Canadian stocks run hot, advisor explains why

Recent improvement in TSX performance might be of benefit to Canada's home-biased investors

Canadian stocks run hot, advisor explains why

In around a three-week period Canadian stocks have returned just shy of 7%. Given a broadly weak Canadian equity market this year so far, the run up should come as a welcome surprise to Canadian investors, who still tend to have a significant home bias in their portfolios. One advisor, though, notes that this improvement in Canadian equities is part of a wider global trend, driven more by narrative and sentiment than changing fundamentals.

Josh Sheluk, Portfolio Manager at Verecan Capital Management, explained that as much as the news of positive TSX performance should be greeted as a positive, it should be viewed in the context of global markets. Canadian equities have, so far this year, lagged their US counterparts as well as many other global markets. Moreover, even this run in Canadian equities has been outpaced by US stocks, a run driven by the apparent decline in inflation and the likely end to interest rate hiking.

“Canadian stocks are up more than 7 per cent over the past three weeks. That’s a remarkable return over a short period of time,” Sheluk says. “Relative to global markets, this rally we’ve had recently has been roughly in line.

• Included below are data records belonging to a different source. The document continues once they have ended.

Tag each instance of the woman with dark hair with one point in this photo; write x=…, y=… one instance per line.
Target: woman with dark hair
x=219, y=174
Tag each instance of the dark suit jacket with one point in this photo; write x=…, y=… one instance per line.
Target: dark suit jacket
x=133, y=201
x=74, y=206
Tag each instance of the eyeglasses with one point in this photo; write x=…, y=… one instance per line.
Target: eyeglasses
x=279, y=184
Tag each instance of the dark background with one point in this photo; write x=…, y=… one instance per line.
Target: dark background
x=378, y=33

If you look over a bit of a longer-term timeframe year to date, or over the past 12 months, you’ll see Canada trail pretty significantly against global markets over that period of time.”

Canada’s relative underperformance against US markets comes down to each country’s weighting of two specific sectors: tech and finance. Sheluk explains that US markets are tech-heavy, and include some of the world’s largest tech companies which have disproportionately contributed to equity growth this year. Canada, conversely, is overweight financials. Though Canadian banks didn’t have the same full-blown crisis that American banks did earlier in 2023, they have struggled with higher deposit costs and slowing loan growth resulting from interest rate increases. On a very high level, US markets have been dragged up by tech while Canadian markets have been held back by financials. 

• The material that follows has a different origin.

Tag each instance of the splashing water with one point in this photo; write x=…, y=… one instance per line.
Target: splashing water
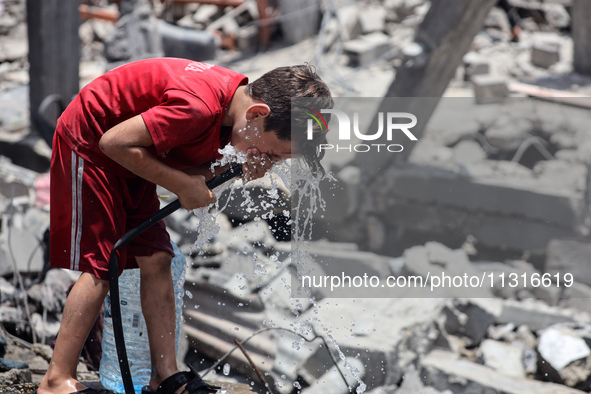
x=306, y=199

Canada’s other overweight sector, energy, has actually outperformed the broader market year to date. While oil has traded down somewhat in recent months, Sheluk notes that Canadian equity names have held up. However, that may change as lower oil prices begin to impact valuations.

While sentiment around slowing inflation and the potential end to central bank hikes has driven this recent rally across global equities, we are now seeing signs of an economic slowdown. Sheluk notes, however, that the same predictions were being made this time last year.

Nevertheless, if more changes on labour markets we may very well see a broader economic slowdown or even a recession. In that environment Sheluk thinks it may benefit investors to look beyond their home bias. US markets, for their scale, diversity, and overall quality, tend to be better set up for recessions than the TSX. Though Sheluk notes that a recession should negatively impact any market, including the US. 

In the event of a soft landing, however, the Canadian market may have more attractive valuations than its US counterpart. Sheluk again highlights that quality and diversity on US exchanges may still deliver better returns. He advocates for a diverse portfolio allocation that includes an array of global developed markets.

Sheluk emphasized that the recent run in Canadian stocks is good news and while it’s healthy to hold a globally diversified portfolio, he thinks some of Canadian investors’ home bias is justified.

“There’s a case for Canada in client portfolios at all times,” Sheluk says. “In my opinion there’s always going to be a slight bias towards Canada by Canadians. I don’t see us having only 3% of our portfolios in Canada, reflecting what it represents in global stock markets. A bit of home country bias is okay but you definitely want to maintain a strong global percentage in your portfolio at all times. In my view it comes back to diversification and quality, you get more of those two attributes outside of Canada than you do inside of Canada.”